The World Health Organization (WHO) defines healthy ageing as the development and maintenance of functional ability that fosters well-being. Optimizing intrinsic capacity (IC) is an important pathway to achieving healthy ageing. IC, encompassing all physical and mental capacities an individual possesses, marks a shift from focusing solely on diseases to an integrated, older individual-centred approach that emphasizes functional capabilities. It includes five key dimensions: locomotion, vitality, sensory, cognitive, and psychological.1,2 Evaluating IC is crucial for designing personalized care plans that integrate strategies to reverse, slow, or prevent further declines in capacity, address social care needs, and thereby foster healthy ageing.
Existing evidence strongly indicates that IC is a reliable and robust predictor of adverse health outcomes, including functional disability, nursing home admissions, hospitalization, and mortality, even after accounting for frailty, comorbidity, and chronological age.3, 4, 5 Nevertheless, previous research has typically utilized composite IC scores, potentially masking more detailed associations between IC dimensions and negative outcomes.5,6 IC is a multidimensional construct, and individuals do not always have balanced scores across its dimensions. Individuals with the same total score of IC may exhibit significant differences in the specific dimensions affected. For example, some individuals may have high deterioration with cognitive impairment, while others may have high deterioration with psychological and visual impairment.3 Therefore, from the perspective of heterogeneity, further characterization of IC is crucial to our understanding of patterns of impairment presentation and the association with adverse outcomes, for developing targeted, cost-effective intervention strategies to prevent IC decline.

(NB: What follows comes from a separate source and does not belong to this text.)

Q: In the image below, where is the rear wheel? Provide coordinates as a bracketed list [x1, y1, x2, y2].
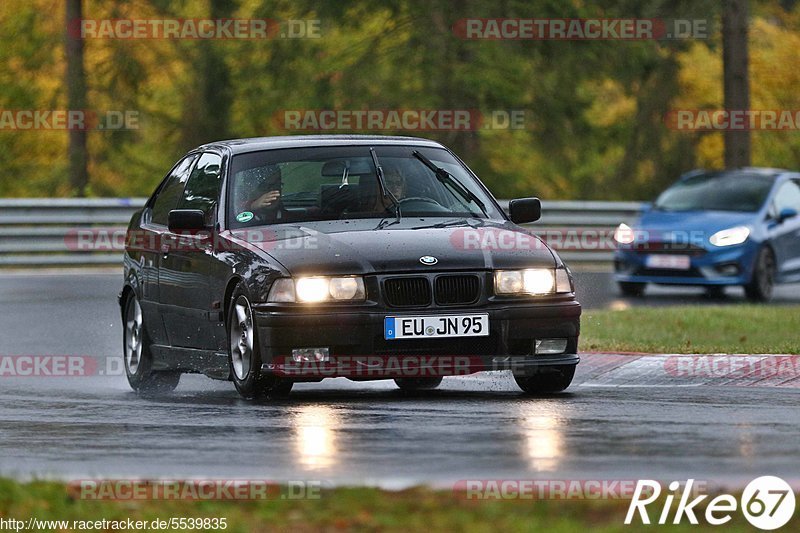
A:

Although there have been studies exploring the relationship between IC heterogeneity and adverse outcomes, important gaps remain. For instance, a study on Chinese community-dwelling older adults suggested that individuals in subgroups with sharp declines in specific IC-domain combinations had a higher risk of adverse outcomes compared to those in relatively healthy subgroups.7 However, most previous research has focused on static assessments rather than its longitudinal evolution, thereby overlooking the dynamic nature of IC transitions and their implications. IC is not a fixed state but a continuous process that reflects an individual’s aging trajectory over time rather than a single measurement.2,3 More importantly, individuals can move between latent IC profiles, experiencing improvements or declines, rather than following a predetermined profile. A cohort study involving participants from low- and middle-income countries that examined the natural history of IC impairment found that 61% of individuals worsened over time, while 3% improved to a healthier status.3 This underscores the need to investigate not only the overall progression of IC but also specific transitions between distinct profiles, as these shifts may serve as early indicators of functional decline or resilience. Understanding these transitions is essential for leveraging IC as a predictive tool in geriatric care, allowing for timely, personalized interventions before the onset of frailty or disability.8
In the current study, we employed an individual-centred approach that classifies older adults into discrete profiles based on a given set of observed indicators, ideal for capturing IC heterogeneity. Specifically, this study aimed to explore the continuity and discontinuity of these distinct profiles of IC over time and to assess whether specific transitions predict the risk of adverse outcome using longitudinal data from a nationally representative sample of older Chinese adults.